Week of December 2
Surprised by Jesus
By Skip Heitzig
I have a confession to make: I am a practical joker. When I hear one of the staff coming, maybe with a cup of coffee, sometimes I will hide behind something, and I’ll jump out and scare them with a loud voice. And they’ll often spill the coffee. I know that one day it’s all going to come back on me!
But with that picture in mind, I think you can understand John’s reaction in Revelation 1 when Jesus Christ appeared to him on the island of Patmos. John says His voice was like a trumpet. It was loud, “as the sound of many waters” (v. 15). It must have startled him, much like my practical jokes startle the staff as I jump out. And John fell at Jesus’ feet.
But I want to draw your attention to what Jesus says about himself.
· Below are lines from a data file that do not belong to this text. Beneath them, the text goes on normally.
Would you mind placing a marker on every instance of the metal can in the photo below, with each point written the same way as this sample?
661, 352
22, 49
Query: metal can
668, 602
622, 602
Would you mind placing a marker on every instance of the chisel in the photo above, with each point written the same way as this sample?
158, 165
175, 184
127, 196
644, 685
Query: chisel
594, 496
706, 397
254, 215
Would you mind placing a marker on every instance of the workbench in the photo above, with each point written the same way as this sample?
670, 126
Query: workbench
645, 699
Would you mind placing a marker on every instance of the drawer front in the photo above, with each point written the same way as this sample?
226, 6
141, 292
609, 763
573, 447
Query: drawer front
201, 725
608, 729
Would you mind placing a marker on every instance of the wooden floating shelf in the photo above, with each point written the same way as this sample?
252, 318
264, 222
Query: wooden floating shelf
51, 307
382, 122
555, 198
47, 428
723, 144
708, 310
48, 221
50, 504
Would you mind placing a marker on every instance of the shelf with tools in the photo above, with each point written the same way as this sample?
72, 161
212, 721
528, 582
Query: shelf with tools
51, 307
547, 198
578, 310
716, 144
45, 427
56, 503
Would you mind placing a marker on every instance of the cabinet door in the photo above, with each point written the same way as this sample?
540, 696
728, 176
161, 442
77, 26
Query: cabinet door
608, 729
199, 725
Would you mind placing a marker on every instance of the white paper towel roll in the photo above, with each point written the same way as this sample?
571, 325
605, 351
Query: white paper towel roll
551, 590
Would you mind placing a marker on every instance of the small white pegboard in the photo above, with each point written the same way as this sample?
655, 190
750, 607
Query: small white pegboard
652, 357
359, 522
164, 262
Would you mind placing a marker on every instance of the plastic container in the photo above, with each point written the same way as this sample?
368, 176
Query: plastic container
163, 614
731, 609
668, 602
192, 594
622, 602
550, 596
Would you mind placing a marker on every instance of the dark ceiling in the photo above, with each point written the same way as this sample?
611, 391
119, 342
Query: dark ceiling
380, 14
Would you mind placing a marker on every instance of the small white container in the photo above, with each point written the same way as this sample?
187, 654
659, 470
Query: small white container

Verse 8 says, “I am the Alpha and the Omega, the Beginning and the End, who is and who was and who is to come, the Almighty.” He calls Himself “the First and the Last” in verse 11, and again in verse 17, and He goes on in verse 18, “I am He who lives, and was dead, and behold I am alive forevermore.” When Jesus introduces himself to John he unmistakably says that He is deity; He is God. Any Jew who heard this would know that this is reserved only for God. He’s speaking of His eternal nature.
I say all this because I think the modern church needs a new awareness of Jesus Christ, high and lifted up, and in charge. There’s a dangerous lack of reverence in many Christians’ lives. When you see Jesus in glory I think He’s going to surprise you. John’s description of “His eyes like a flame of fire” sounds like a very penetrating gaze, seeing into everybody’s heart. One day the loving, saving Jesus will stand as the judge over all mankind.
Whenever people really encounter God, they get humble. Isaiah said, “Woe is me, I am undone,” and when Peter saw Jesus’ power displayed, he said “Depart from me, I am a sinful man.”
So as we enter the Christmas season, we should remember the true identity of the baby in the manger. You might not be aware of it, but when Isaac Watts wrote the hymn “Joy to the World” he was writing about the second coming of Christ, not the first. As you sing words like “He rules the world with truth and grace,” keep that in mind. Remember to reverence Him, because He is God.